I would say the set of hardcopy prototypes of the 1985 Minibots (Seaspray, Warpath, Cosmos, Powerglide and Beachcomber). I definitely paid a healthy price for them, but it was all worth it. They were used as intermediate stages in the toy design process. They are made from resin rather than plastic, are hand-painted and are significantly different than the final versions that ended up on store shelves. The idea that the toys that so many people bought and enjoyed back during the heyday of the brand (or at least the first of several heydays) were based on the very items I have in my collection is quite a special feeling. Furthermore, Seaspray was the first Transformers toy I ever bought and Warpath my second, so that makes it extra special to own their prototypes. Before I got Seaspray I already had two or three knock-off Go-Bots – not even authentic ones! – and I can still hear my mother, none too pleased with this senseless waste of plastic and allowance money, saying ‘This is the last one, right?’. I guess I must have crossed my fingers behind my back as I muttered ‘Yes, mom…’. Here we are, 27 years later, and I’m still afflicted with a serious case of nostalgic deformation.
5) What is the most surprising or outrageous collecting story you have heard?
Well, the ‘million Dollar toy auction’ of a woman selling her deceased husband’s Transformers collection a few years back. I believe it ended up selling for around US$50,000, which is not quite a million, but still one heck of a lot of cash.
6) If you could pick one item from your collection to keep, what would it be?
Can I pick five? In my head, they belong together as a set… I’m thinking of the hardcopy prototypes of the 1985 Minibots mentioned above. They’re so cute!
7) If you could have one item out of someone else’s collection, what would that be?
The Beast Wars Neo Unicron prototype, or one of the original 1986 Movie Unicron protos would be my picks – the former because it looked to be a an excellent toy, the latter because it represents a very important phase in The Transformers’ early history.
Or, also a true holy grail: the back-of-the-box art for (especially) 1985, or 1986, both of which were created by Jeffrey Mangiat. The ’86 painting was available briefly on eBay a few years back, offered by Mr Mangiat’s son, but apparently on second thought he found it difficult to part with the piece. I can definitely understand that: both the ’85 and ’86 paintings are truly beautiful, each an integral part of the mid-1980’s Transformers experience of many thousands of kids all over the world. You want something like that ending up at a good home…

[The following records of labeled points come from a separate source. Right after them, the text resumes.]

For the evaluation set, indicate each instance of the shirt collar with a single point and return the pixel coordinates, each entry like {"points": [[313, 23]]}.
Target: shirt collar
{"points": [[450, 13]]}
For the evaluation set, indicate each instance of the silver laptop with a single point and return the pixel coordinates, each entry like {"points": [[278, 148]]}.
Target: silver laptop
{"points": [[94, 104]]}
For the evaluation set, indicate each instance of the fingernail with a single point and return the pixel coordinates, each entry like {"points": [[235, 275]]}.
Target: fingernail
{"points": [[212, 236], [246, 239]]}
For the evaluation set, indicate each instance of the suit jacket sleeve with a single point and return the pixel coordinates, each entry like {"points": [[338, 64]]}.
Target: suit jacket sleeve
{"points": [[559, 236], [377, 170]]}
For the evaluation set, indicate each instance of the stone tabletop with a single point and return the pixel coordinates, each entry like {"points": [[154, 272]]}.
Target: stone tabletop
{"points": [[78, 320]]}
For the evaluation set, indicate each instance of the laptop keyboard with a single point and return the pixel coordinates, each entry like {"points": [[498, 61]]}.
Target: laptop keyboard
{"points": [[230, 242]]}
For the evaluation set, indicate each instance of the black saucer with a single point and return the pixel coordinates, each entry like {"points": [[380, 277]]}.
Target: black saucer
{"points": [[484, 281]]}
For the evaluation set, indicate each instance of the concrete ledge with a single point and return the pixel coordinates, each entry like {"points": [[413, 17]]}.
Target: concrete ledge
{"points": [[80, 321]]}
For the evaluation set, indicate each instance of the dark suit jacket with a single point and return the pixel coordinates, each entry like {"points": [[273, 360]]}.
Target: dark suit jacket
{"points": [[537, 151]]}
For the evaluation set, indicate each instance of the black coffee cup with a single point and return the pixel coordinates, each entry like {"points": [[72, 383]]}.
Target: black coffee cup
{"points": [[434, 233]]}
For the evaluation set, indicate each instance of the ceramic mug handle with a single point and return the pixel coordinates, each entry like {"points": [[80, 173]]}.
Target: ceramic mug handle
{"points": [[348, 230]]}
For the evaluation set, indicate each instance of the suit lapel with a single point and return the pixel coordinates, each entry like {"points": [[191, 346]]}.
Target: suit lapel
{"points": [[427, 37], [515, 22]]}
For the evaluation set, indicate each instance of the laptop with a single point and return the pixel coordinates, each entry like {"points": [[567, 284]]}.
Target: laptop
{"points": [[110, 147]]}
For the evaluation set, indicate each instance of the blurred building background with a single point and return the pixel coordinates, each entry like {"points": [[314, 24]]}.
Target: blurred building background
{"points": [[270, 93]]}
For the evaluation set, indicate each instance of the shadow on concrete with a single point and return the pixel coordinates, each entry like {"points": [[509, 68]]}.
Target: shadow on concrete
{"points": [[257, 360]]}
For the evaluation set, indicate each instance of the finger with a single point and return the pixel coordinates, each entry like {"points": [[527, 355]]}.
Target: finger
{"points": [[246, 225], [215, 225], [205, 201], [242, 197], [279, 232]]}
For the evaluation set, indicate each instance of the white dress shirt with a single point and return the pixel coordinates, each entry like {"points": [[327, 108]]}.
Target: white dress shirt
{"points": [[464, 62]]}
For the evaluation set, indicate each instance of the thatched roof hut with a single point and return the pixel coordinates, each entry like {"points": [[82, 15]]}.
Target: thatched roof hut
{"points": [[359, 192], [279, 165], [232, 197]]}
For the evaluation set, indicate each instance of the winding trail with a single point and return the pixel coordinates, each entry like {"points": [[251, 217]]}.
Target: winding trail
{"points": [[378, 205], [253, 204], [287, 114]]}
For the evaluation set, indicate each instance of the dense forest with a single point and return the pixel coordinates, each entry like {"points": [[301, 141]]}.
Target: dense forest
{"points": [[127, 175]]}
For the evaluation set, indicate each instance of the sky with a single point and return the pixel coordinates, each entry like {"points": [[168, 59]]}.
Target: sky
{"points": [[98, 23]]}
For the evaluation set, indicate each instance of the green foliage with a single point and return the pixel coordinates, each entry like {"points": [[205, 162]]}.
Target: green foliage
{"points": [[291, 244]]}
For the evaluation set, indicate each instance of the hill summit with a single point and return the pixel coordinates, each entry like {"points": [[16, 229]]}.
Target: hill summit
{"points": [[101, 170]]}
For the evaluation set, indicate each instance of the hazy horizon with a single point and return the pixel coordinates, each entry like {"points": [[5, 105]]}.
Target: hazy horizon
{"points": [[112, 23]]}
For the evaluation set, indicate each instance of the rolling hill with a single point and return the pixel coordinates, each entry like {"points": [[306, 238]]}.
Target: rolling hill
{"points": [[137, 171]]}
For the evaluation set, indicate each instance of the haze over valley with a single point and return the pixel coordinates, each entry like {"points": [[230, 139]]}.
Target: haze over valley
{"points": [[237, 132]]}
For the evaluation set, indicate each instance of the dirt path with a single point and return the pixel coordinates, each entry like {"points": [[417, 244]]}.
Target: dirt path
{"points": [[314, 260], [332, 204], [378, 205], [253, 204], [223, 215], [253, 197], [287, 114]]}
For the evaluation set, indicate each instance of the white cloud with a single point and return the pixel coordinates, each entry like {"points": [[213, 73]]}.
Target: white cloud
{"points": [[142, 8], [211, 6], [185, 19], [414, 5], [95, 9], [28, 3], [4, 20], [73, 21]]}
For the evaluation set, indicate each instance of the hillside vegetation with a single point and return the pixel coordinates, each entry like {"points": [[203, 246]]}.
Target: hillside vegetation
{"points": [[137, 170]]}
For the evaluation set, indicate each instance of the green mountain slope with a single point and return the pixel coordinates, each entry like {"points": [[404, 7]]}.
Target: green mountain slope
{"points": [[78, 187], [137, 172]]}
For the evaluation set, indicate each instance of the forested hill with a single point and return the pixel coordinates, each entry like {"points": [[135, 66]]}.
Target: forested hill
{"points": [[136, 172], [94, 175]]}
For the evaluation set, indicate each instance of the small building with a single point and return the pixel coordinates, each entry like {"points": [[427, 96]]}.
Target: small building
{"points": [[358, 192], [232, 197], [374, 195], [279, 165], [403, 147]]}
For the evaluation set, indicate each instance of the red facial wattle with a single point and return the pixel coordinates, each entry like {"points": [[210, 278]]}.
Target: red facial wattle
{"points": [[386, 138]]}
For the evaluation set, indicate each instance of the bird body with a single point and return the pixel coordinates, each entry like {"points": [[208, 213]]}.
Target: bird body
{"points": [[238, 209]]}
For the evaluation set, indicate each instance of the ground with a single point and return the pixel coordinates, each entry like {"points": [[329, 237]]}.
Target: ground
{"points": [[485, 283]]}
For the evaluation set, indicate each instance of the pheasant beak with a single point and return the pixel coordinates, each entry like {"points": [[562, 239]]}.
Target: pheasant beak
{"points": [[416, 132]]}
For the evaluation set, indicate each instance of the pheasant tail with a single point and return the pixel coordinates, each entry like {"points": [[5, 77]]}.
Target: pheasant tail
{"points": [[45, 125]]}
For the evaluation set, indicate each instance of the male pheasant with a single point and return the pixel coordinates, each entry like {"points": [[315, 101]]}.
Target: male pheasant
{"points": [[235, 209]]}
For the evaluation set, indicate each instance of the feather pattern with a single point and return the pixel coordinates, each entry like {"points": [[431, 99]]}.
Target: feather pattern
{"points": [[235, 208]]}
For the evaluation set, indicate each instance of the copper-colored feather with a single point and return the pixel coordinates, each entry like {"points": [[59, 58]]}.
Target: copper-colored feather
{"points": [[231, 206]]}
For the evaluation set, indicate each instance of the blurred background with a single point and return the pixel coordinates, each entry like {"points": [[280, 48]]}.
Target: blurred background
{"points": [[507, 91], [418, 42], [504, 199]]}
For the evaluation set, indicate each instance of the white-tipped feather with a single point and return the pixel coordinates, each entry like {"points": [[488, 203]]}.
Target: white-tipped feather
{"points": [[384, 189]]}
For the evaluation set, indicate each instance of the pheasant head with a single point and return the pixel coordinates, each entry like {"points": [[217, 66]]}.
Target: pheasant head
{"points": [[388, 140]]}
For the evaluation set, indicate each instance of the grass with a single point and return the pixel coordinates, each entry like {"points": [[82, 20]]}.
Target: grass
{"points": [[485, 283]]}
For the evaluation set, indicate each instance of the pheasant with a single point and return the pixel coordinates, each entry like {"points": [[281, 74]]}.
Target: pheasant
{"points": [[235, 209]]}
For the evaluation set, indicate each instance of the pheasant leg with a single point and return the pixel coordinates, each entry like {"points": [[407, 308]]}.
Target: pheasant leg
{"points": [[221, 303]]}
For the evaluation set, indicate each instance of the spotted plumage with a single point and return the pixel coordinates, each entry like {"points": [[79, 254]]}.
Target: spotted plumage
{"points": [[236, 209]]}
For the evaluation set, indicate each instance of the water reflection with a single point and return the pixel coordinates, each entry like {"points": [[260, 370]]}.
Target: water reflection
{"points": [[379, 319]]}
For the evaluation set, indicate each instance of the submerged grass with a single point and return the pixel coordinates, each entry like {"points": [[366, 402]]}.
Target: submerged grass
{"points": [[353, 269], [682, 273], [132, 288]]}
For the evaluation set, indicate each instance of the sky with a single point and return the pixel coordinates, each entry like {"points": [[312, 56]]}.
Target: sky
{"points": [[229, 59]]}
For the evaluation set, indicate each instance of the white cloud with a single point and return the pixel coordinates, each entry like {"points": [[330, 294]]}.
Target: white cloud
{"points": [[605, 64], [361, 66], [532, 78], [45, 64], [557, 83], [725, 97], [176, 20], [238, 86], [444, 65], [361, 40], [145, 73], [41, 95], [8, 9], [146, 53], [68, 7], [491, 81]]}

8 ) What advice would you give a new collector starting out today?
Buy what you like. Don’t try to be a completist, because with a 28-year history of the brand, different sub-lines all over the world, many of the prize items from that history being prohibitively expensive and so much new product coming out all the time, us mere mortals with normal paychecks can never hope to own everything. Also, buying toys as investments is a very tricky business, so unless you’re really in it for the long haul there’s no reason to bet the farm on something like that. Buy the characters or the sub-lines that get you excited *as a collector*. If what tickles your fancy is the 1984-1986 catalogue, or prototypes, or pre-production art (or all of the above), that could still turn out to be quite an expensive preference, but at least you’ll be hunting the items that make you happy (rather than the items that you *hope* will get you the money that might make you happy…). Oh, and in general: be nice to the people you deal with. Apart from making your transactions all the more pleasant, this could also help you improve your network, possibly helping you obtain that desirable item down the line.
Many kind and gracious thanks to Marco van Leeuwen for words and photographs.